The buildings that guard the entrance to the imposing alley between the vines that lead to the chateau have also been transformed. The old tasting and sales centre for Monbazillac wine has been overhauled, The formerly cramped tasting space now takes up an entire wall, with windows looking onto the chateau.
The wines are far better displayed, not just the classic Monbazillac but the excellent new wines they have been making more recently, There is a new range of everyday drinking wines called Euphonie, at 7.50 euros a bottle and 9.50 for the Monbazillac dessert wine, all of them charming and very drinkable wines.
Then there is a wine called the Secret de M, in red and white, at 12.50 a bottle, which is a more serious wine. The white I thought extremely successful, with a rich bouquet and an impressive feel in the mouth and aftertaste. The red 2019 is a sinewy, rather solemn wine that would benefit from a little more time in the bottle but it is drinking very well already.
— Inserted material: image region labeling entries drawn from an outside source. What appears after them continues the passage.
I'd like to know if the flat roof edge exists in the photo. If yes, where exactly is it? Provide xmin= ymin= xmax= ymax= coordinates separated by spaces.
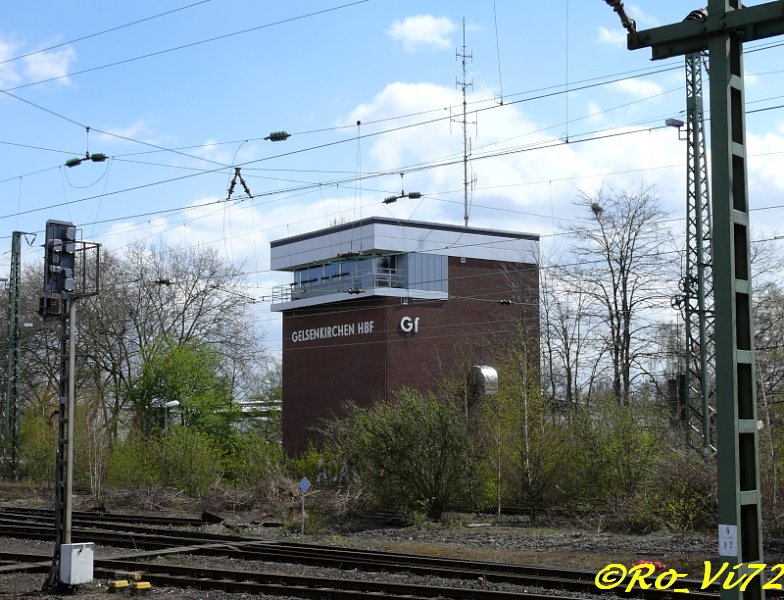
xmin=270 ymin=217 xmax=539 ymax=248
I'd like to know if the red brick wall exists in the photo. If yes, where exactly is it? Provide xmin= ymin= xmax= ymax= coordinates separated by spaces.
xmin=283 ymin=258 xmax=539 ymax=454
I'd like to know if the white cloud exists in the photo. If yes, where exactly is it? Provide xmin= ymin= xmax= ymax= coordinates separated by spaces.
xmin=387 ymin=15 xmax=456 ymax=52
xmin=596 ymin=27 xmax=626 ymax=48
xmin=24 ymin=47 xmax=76 ymax=83
xmin=610 ymin=79 xmax=664 ymax=98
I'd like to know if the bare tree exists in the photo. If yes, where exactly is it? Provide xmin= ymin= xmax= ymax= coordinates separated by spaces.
xmin=572 ymin=188 xmax=672 ymax=404
xmin=17 ymin=244 xmax=266 ymax=437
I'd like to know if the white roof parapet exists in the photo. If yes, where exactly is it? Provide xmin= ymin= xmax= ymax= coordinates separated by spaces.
xmin=270 ymin=217 xmax=539 ymax=271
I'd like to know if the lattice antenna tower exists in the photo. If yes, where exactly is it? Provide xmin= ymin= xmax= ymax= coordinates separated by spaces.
xmin=683 ymin=52 xmax=715 ymax=455
xmin=455 ymin=18 xmax=476 ymax=227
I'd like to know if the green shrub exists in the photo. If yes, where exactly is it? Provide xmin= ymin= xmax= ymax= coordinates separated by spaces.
xmin=333 ymin=390 xmax=473 ymax=519
xmin=161 ymin=427 xmax=223 ymax=495
xmin=19 ymin=411 xmax=57 ymax=486
xmin=226 ymin=431 xmax=283 ymax=489
xmin=106 ymin=435 xmax=162 ymax=489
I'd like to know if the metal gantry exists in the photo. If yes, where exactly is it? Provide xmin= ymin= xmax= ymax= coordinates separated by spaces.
xmin=683 ymin=52 xmax=715 ymax=456
xmin=0 ymin=231 xmax=24 ymax=477
xmin=616 ymin=0 xmax=784 ymax=600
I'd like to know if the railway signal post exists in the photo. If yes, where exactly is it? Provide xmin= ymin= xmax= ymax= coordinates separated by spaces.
xmin=605 ymin=0 xmax=784 ymax=599
xmin=39 ymin=220 xmax=100 ymax=589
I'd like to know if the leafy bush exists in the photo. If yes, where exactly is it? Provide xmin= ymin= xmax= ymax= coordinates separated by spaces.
xmin=19 ymin=411 xmax=57 ymax=486
xmin=226 ymin=432 xmax=283 ymax=489
xmin=106 ymin=435 xmax=162 ymax=489
xmin=161 ymin=427 xmax=223 ymax=495
xmin=324 ymin=390 xmax=472 ymax=519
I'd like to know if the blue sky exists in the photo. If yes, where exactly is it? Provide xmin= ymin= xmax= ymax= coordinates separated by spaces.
xmin=0 ymin=0 xmax=784 ymax=348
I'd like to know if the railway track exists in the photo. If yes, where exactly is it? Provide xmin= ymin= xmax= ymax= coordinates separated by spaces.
xmin=0 ymin=511 xmax=740 ymax=600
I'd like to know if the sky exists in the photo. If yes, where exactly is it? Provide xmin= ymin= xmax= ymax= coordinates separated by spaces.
xmin=0 ymin=0 xmax=784 ymax=351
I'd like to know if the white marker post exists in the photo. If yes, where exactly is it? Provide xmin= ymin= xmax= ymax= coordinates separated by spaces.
xmin=299 ymin=477 xmax=310 ymax=536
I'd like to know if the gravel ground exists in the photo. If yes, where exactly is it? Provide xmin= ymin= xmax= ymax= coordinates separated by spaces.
xmin=0 ymin=523 xmax=784 ymax=600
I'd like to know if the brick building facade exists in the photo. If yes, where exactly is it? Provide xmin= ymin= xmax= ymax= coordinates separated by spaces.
xmin=271 ymin=217 xmax=539 ymax=454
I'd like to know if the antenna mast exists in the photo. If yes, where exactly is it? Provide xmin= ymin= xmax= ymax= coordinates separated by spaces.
xmin=456 ymin=17 xmax=474 ymax=227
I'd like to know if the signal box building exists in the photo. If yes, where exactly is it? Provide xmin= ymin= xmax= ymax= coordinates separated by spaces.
xmin=271 ymin=217 xmax=539 ymax=454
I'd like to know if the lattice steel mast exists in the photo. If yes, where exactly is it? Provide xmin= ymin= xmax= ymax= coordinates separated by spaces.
xmin=605 ymin=0 xmax=784 ymax=600
xmin=683 ymin=52 xmax=715 ymax=455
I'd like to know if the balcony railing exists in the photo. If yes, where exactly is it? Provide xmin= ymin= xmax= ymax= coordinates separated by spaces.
xmin=272 ymin=268 xmax=407 ymax=304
The classic Monbazillac wines, of the 2014, 2015, 2016 vintages are 20 euros each and I recommend them. The co-op managers have also taken over a modest vineyard near St Sauveur to produce their own Pécharmant called Chateau of Champterac, which is an excellent buy at 10 euros.
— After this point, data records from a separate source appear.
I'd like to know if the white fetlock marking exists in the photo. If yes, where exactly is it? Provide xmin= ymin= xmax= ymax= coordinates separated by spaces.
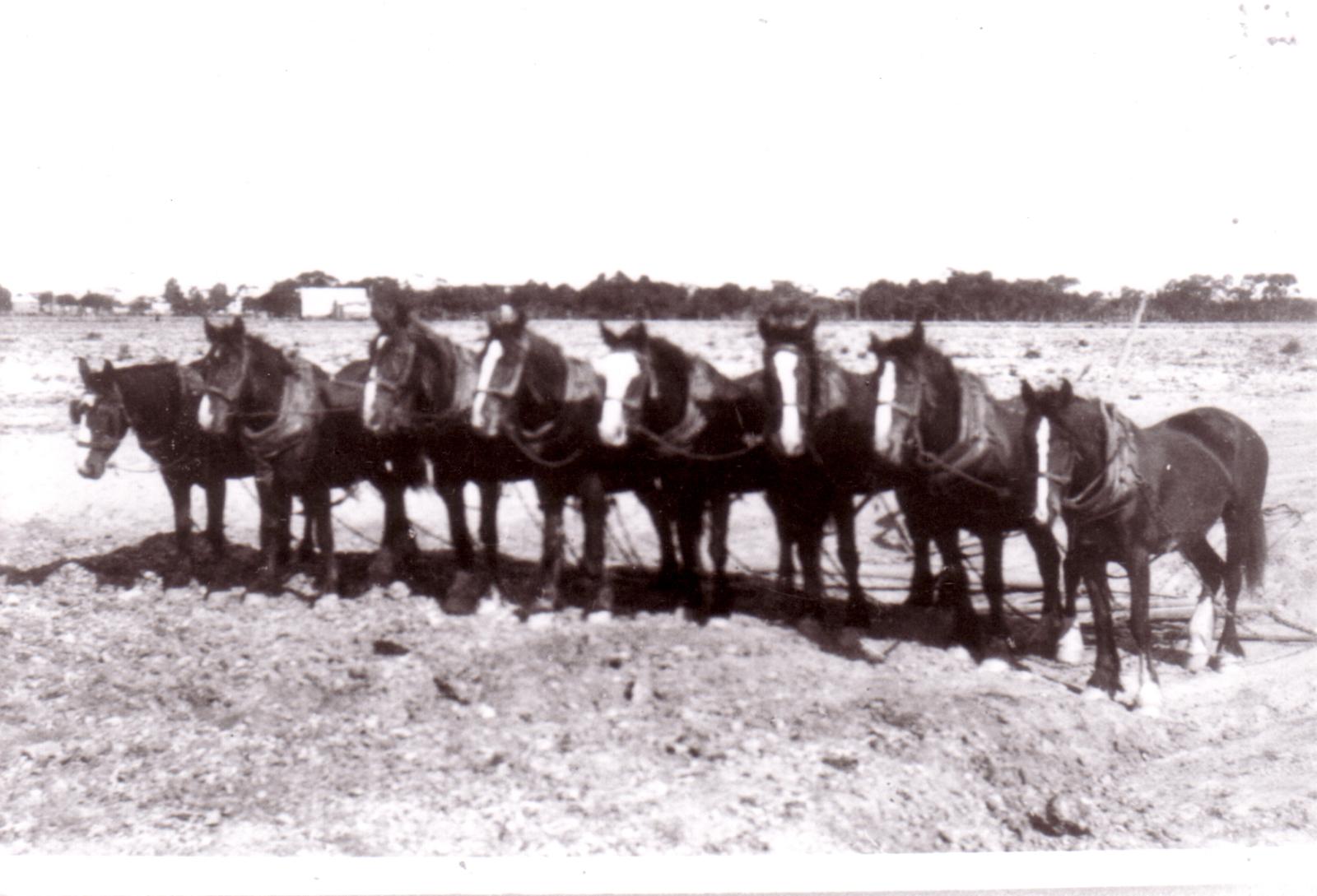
xmin=1134 ymin=657 xmax=1161 ymax=716
xmin=1056 ymin=620 xmax=1084 ymax=666
xmin=773 ymin=351 xmax=805 ymax=457
xmin=1034 ymin=417 xmax=1052 ymax=525
xmin=873 ymin=364 xmax=897 ymax=455
xmin=196 ymin=395 xmax=215 ymax=430
xmin=1188 ymin=597 xmax=1216 ymax=672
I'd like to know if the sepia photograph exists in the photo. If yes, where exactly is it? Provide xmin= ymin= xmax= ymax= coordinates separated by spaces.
xmin=0 ymin=0 xmax=1317 ymax=894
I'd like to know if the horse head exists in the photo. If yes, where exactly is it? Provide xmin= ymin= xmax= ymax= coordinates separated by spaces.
xmin=594 ymin=321 xmax=661 ymax=448
xmin=759 ymin=312 xmax=819 ymax=457
xmin=68 ymin=358 xmax=128 ymax=479
xmin=472 ymin=305 xmax=531 ymax=437
xmin=1019 ymin=379 xmax=1080 ymax=523
xmin=869 ymin=321 xmax=960 ymax=466
xmin=361 ymin=301 xmax=423 ymax=435
xmin=196 ymin=317 xmax=292 ymax=434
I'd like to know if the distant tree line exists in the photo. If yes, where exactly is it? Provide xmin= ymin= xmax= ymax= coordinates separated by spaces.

There is an entirely new education centre on wine which is a model of its kind, not simply explaining what makes the Monbazillac dessert wine different but also how it is made, step-by-step. On the formal opening evening, we had to be rushed through but I shall return to explore at greater leisure. Its explanations are in French and English, as are the explanatory panels inside the main chateau.
What I found remarkable about all this is that it is all the work of a co-operative of some fifty winemakers, who banded together sixty years ago not simply to make wines, but to buy and restore the chateau of Monbazillac as a kind of civic homage to their land and heritage. The tradition of local solidarity between ordinary people has procured a very impressive commercial and cultural operation that is evidently looking forward with confidence to the future just as they honour their past.
They understand that they are custodians of a place and terroir that embodies a thousand tears of history. It harks back to the 11th century when legend says that the monks of the Abbey of St Martin forgot to harvest their grapes in time. The noble rot set in, and the Benedictine monks found that their tardiness had produced a miracle; the luscious and sweet dessert wine we know as Monbazillac, named for the Hill, or Mont, of Bazhaillac.
The castle itself is almost five hundred years old, sited to dominate the valley and the town of Bergerac with its crucial bridge over the river Dordogne. The Hundred Years War began nearby at Montcuq in 1345, when the Earl of Derby with some 2,000 men at arms and around 5,000 archers surprised the French, chased them to Bergerac and forced his way across the bridge with the help of a panicked horse which prevented to iron portcullis from closing.
That war ended just over a hundred years later, in 1453, when the last English army under the legendary John Talbot, Earl of Shrewsbury, was defeated at Castillon, where the massed guns of the French artillery finally provided a decisive answer to the previous dominance of the English lowbow. The same year as the fall of Constantinople to the Turks, Castillon was, in a way, the dawning of the modern age, a prelude to the Renaissance.
The English, evicted from all of France but Calais, turned their energies to the open seas. For the next two centuries their rivals were the Spanish and increasingly the Dutch, who became by the 17th century the main market for the wines of Monbazillac. A century later, under the name of Muscat, the wine of Monbazillac had become the favorite tipple of King Frederick of Prussia. When you open a bottle of Monbazillac, you are drinking liquid history.